Le rapport de la cellule Allodiscrim, le traitement différencié dans le reproche d’absences pourtant dûment justifiées et correspondant à un engagement syndical, et enfin les attestations des collègues formateurs contrecarrant un discours sur l’insuffisance professionnelle, constituaient suffisamment d’éléments de faits pour présumer l’existence d’une discrimination. En face l’administration n’avait… rien à dire. Car l’appréciation discrétionnaire du directeur ou l’invocation de la souveraineté du jury sur le mode « circulez ya rien à voir » (à cet égard l’administration avait précédemment refusé de produire les livrets individuels des autres stagiaires), n’ont pas suffi à convaincre le juge administratif.

Qu’on se le dise, les jury et le directeur de l’INT avec sa note discrétionnaire ne sont donc pas tout puissants. Chaque IET qui s’estime victime de discrimination syndicale ou autre doit maintenant savoir que s’il amène des éléments de faits, l’administration devra se justifier sous peine d’être condamnée. Notons aussi que dans ce cadre l’assistance d’un avocat n’a jamais été obligatoire et ce de la rédaction de la requête à l’audience.

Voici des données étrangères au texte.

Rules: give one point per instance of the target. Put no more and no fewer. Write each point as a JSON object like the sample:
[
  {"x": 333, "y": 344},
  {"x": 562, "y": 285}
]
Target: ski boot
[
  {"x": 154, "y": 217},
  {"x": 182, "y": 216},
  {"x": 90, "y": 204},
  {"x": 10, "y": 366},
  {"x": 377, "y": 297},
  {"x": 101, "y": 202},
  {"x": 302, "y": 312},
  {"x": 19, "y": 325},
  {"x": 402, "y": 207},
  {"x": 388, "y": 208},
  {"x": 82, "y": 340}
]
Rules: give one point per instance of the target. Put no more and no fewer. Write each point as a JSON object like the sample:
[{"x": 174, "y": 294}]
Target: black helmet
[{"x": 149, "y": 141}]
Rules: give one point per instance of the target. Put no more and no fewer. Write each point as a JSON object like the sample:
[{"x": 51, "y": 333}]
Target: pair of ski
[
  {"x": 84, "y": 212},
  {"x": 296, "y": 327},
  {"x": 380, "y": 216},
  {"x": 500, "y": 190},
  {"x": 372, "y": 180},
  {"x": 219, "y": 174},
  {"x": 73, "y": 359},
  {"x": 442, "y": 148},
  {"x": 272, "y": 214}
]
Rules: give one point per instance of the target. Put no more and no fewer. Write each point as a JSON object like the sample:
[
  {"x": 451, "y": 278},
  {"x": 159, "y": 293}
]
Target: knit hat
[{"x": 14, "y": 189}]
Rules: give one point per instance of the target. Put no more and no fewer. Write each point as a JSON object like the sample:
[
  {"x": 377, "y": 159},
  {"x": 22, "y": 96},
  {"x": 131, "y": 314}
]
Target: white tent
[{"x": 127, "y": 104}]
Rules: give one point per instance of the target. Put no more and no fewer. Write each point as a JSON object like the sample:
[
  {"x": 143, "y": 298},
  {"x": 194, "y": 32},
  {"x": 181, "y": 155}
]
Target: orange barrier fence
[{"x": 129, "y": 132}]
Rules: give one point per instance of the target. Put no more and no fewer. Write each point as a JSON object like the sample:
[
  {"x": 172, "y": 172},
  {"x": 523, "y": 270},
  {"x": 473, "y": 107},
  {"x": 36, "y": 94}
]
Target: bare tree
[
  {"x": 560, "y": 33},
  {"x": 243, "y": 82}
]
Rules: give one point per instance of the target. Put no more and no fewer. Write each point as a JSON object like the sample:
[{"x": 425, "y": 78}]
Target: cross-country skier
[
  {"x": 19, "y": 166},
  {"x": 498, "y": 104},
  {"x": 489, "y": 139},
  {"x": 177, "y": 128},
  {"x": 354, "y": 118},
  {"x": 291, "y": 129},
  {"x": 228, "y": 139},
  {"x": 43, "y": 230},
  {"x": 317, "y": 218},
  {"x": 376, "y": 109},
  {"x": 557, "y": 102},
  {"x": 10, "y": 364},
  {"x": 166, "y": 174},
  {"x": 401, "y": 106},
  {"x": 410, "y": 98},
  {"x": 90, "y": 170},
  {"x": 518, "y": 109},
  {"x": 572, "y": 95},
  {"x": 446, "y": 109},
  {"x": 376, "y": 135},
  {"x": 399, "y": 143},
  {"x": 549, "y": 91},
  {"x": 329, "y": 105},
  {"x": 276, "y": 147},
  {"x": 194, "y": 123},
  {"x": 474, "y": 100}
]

Nous constatons une fois de plus que le Ministère peut perdre, il ne faut donc pas nous décourager. C’est la ligne hiérarchique qui se disqualifie un peu plus à chaque fois. Regardons-la, sans illusion, et n’hésitons pas à attaquer chaque fois que la situation le mérite.

Les limites à ce type d’agissements sont les limites que nous y mettons. D’abord par la lutte collective, solidaire et émancipatrice pour défendre nos droits et nos missions. Et parfois, malheureusement de plus en plus souvent ces derniers temps, les limites dites par les recours devant les tribunaux dont le juge administratif.

Par-delà les effets de structure, contre les agissements de nos hiérarques, contre les pressions patronales et politiques, il nous faut donc toujours combattre doublement : pour nos libertés individuelles et collectives et pour nos missions de service public au service des travailleurs.